One year however, Great Crested Flycatchers chose a Screech Owl box I had attached high in a huge oak. Had only seen a Screech Owl roost in the box a couple times. Was thrilled with the flycatchers and watched them build the nest. When the clutch was laid, the female would settle in every evening for the night to incubate with the male standing close guard. I knew when the eggs had hatched, as the pair was bringing food continually all day. As usual, the female would settle in at dusk and the male watching close by. One evening, a day or 2 after hatching, was on my elevated deck about to go in for the night, when heard all kinds of commotion and frantic bird screaming. Grabbing my binoculars just in time to see a raccoon fall from the nest box...his arm had been inside. Then all was quiet. With a flashlight, I ran out and inspected the situation. All quiet and seemed OK, but I was troubled. The next day I was out on the deck early and eagerly watched the box. Only one bird was bringing the food and calling continually when it rested. I took a ladder out and saw 4 bald youngsters and some feathers stuck around the nest hole. Realizing then that the masked bandit had climbed up and probably snatched the attentive female right out of box.

 

The male assumed his feeding and calling (to the female) immediately after I left, but still only one bird doing all the feeding. Confirmed it was the male, because that night no bird went inside to incubate. The male will not...not in his DNA. This was April, which can still be quite cold in north Georgia, especially at night and a cold front was approaching. Contacted a wild animal rescue facility and they said what I already knew...the very young nestlings wouldn't survive the overnight temps, as it was going down into single digits. They told me to bring them in to their clinic and they would try to rear them, but said that odds were not good. They also had an incubator. I extracted the nest with the help of a friend and took them in. All 4 died.

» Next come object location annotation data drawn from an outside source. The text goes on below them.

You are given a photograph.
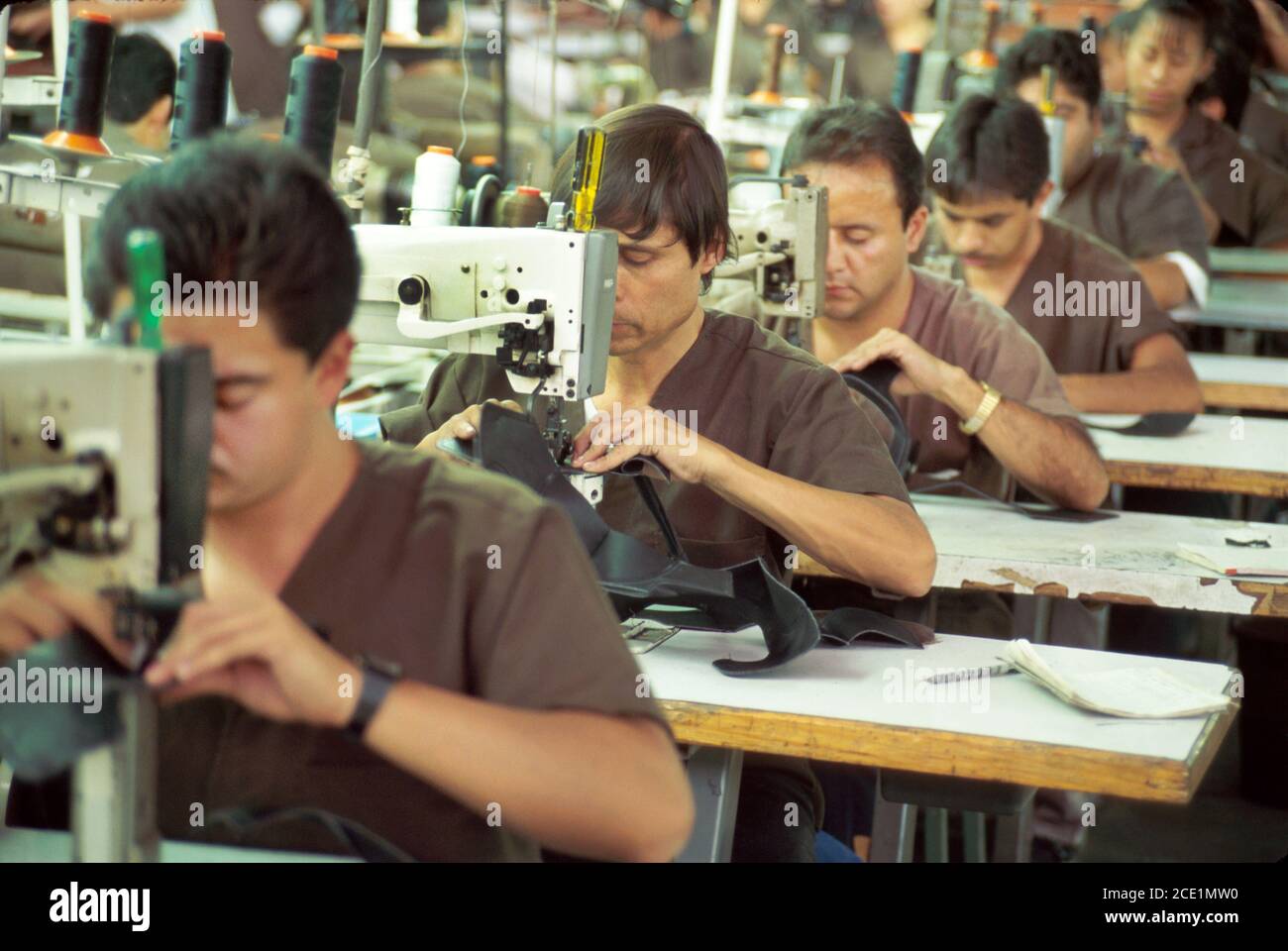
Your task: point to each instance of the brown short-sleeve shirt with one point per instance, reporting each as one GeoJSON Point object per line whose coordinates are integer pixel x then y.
{"type": "Point", "coordinates": [1265, 127]}
{"type": "Point", "coordinates": [1252, 205]}
{"type": "Point", "coordinates": [403, 570]}
{"type": "Point", "coordinates": [738, 385]}
{"type": "Point", "coordinates": [1142, 210]}
{"type": "Point", "coordinates": [964, 329]}
{"type": "Point", "coordinates": [1086, 304]}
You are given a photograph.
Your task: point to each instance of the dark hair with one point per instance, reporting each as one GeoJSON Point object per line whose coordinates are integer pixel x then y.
{"type": "Point", "coordinates": [232, 210]}
{"type": "Point", "coordinates": [1060, 50]}
{"type": "Point", "coordinates": [1198, 13]}
{"type": "Point", "coordinates": [142, 72]}
{"type": "Point", "coordinates": [1231, 82]}
{"type": "Point", "coordinates": [1122, 25]}
{"type": "Point", "coordinates": [851, 133]}
{"type": "Point", "coordinates": [684, 183]}
{"type": "Point", "coordinates": [990, 146]}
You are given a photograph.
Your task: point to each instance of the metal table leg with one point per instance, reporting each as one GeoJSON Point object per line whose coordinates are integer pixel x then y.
{"type": "Point", "coordinates": [894, 830]}
{"type": "Point", "coordinates": [936, 835]}
{"type": "Point", "coordinates": [973, 836]}
{"type": "Point", "coordinates": [715, 776]}
{"type": "Point", "coordinates": [1013, 839]}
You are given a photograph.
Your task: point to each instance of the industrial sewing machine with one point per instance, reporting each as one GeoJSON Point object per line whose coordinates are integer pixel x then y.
{"type": "Point", "coordinates": [782, 249]}
{"type": "Point", "coordinates": [103, 467]}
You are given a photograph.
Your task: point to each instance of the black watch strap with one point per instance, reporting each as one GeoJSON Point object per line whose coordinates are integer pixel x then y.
{"type": "Point", "coordinates": [377, 680]}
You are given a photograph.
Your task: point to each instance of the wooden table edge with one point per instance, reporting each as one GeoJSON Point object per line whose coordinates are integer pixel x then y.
{"type": "Point", "coordinates": [1203, 478]}
{"type": "Point", "coordinates": [1245, 396]}
{"type": "Point", "coordinates": [1265, 603]}
{"type": "Point", "coordinates": [940, 753]}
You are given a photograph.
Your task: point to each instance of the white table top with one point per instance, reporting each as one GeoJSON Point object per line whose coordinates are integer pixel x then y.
{"type": "Point", "coordinates": [1131, 558]}
{"type": "Point", "coordinates": [874, 685]}
{"type": "Point", "coordinates": [1249, 304]}
{"type": "Point", "coordinates": [1250, 261]}
{"type": "Point", "coordinates": [39, 845]}
{"type": "Point", "coordinates": [1247, 444]}
{"type": "Point", "coordinates": [1257, 371]}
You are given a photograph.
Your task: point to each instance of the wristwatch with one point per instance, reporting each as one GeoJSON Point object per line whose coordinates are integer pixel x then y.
{"type": "Point", "coordinates": [986, 409]}
{"type": "Point", "coordinates": [377, 680]}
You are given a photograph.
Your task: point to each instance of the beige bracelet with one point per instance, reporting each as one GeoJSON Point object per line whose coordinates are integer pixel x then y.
{"type": "Point", "coordinates": [986, 409]}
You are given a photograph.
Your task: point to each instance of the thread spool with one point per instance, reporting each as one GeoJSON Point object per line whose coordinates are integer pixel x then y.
{"type": "Point", "coordinates": [433, 195]}
{"type": "Point", "coordinates": [400, 18]}
{"type": "Point", "coordinates": [768, 93]}
{"type": "Point", "coordinates": [522, 208]}
{"type": "Point", "coordinates": [201, 89]}
{"type": "Point", "coordinates": [480, 166]}
{"type": "Point", "coordinates": [906, 71]}
{"type": "Point", "coordinates": [313, 103]}
{"type": "Point", "coordinates": [89, 60]}
{"type": "Point", "coordinates": [984, 59]}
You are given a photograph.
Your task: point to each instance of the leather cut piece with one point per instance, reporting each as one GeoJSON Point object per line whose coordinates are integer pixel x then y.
{"type": "Point", "coordinates": [844, 626]}
{"type": "Point", "coordinates": [874, 381]}
{"type": "Point", "coordinates": [634, 575]}
{"type": "Point", "coordinates": [1047, 513]}
{"type": "Point", "coordinates": [1159, 424]}
{"type": "Point", "coordinates": [40, 740]}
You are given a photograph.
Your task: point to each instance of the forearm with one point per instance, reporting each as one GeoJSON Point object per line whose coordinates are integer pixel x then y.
{"type": "Point", "coordinates": [876, 540]}
{"type": "Point", "coordinates": [1149, 389]}
{"type": "Point", "coordinates": [1048, 457]}
{"type": "Point", "coordinates": [1166, 281]}
{"type": "Point", "coordinates": [585, 784]}
{"type": "Point", "coordinates": [1211, 219]}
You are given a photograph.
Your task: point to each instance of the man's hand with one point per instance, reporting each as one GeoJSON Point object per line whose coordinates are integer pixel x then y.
{"type": "Point", "coordinates": [609, 440]}
{"type": "Point", "coordinates": [922, 371]}
{"type": "Point", "coordinates": [253, 650]}
{"type": "Point", "coordinates": [464, 425]}
{"type": "Point", "coordinates": [34, 608]}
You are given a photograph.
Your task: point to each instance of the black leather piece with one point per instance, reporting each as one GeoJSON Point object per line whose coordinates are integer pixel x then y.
{"type": "Point", "coordinates": [634, 575]}
{"type": "Point", "coordinates": [43, 740]}
{"type": "Point", "coordinates": [1151, 424]}
{"type": "Point", "coordinates": [874, 381]}
{"type": "Point", "coordinates": [1048, 514]}
{"type": "Point", "coordinates": [842, 626]}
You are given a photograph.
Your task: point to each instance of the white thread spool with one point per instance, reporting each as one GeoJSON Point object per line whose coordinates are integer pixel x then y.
{"type": "Point", "coordinates": [433, 192]}
{"type": "Point", "coordinates": [400, 20]}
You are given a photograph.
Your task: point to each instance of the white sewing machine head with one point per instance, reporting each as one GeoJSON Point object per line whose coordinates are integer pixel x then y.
{"type": "Point", "coordinates": [537, 299]}
{"type": "Point", "coordinates": [102, 470]}
{"type": "Point", "coordinates": [782, 249]}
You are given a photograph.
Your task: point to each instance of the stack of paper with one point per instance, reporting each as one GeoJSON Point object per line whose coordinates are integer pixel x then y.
{"type": "Point", "coordinates": [1144, 692]}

Still feel bad after all these years. ☹️

 

a great story...alas, mother nature is as harsh as she is beautiful and enthralling...

 

I was with a logging crew in SE Alaska and we hooked a turn (some logs out in the brush attached to the overhead rigging to be dragged up to the landing to be loaded onto a truck) and ran out before the whistle blew for the yarder to go ahead with the rigging and there was a nest with some terrified fledglings in the limbs of one of the logs...I looked and didn't say nothing, I was a junior logger and not my place...later I told the hooktender/foreman and he said that I shoulda said something as we coulda saved the birds...never forgot that, nothing could survive the violence of the logs being dragged uphill to the landing...

 

but like they say in the woods, ye hire out to be tough...a few years later I quit the woods altogether...

 

 

 

 

Edited by tutsiwarrior
  • Like 1
Posted

Chick today (Day 7) at dusk – parent bird had just woke from overnight sleep and left the nest (it doesn’t leave the nest until it’s light)

 

Vid1- chick sleeping

Vid2 – Chick hears camera, wakes and wants feeding

 

Amazing how quickly the chick grows and changes – today, feathers are very obvious.

 

 

Just to clarify in case anybody thinks we disturb the nest or birds or chick, we don’t; the nest is about 1-2 metres from my front door and 1 metre away from the car driver’s door when parked so we have to pass the nest several times a day.

 

 

 

  • Like 2
Posted

Bird hardly fits on the nest now that the chick is getting bigger - almost lay on its side - seems to sleep all night though (dusk to dawn). Here I'm stood with my chest almost touching the bike helmet and the bird is unaware - last night.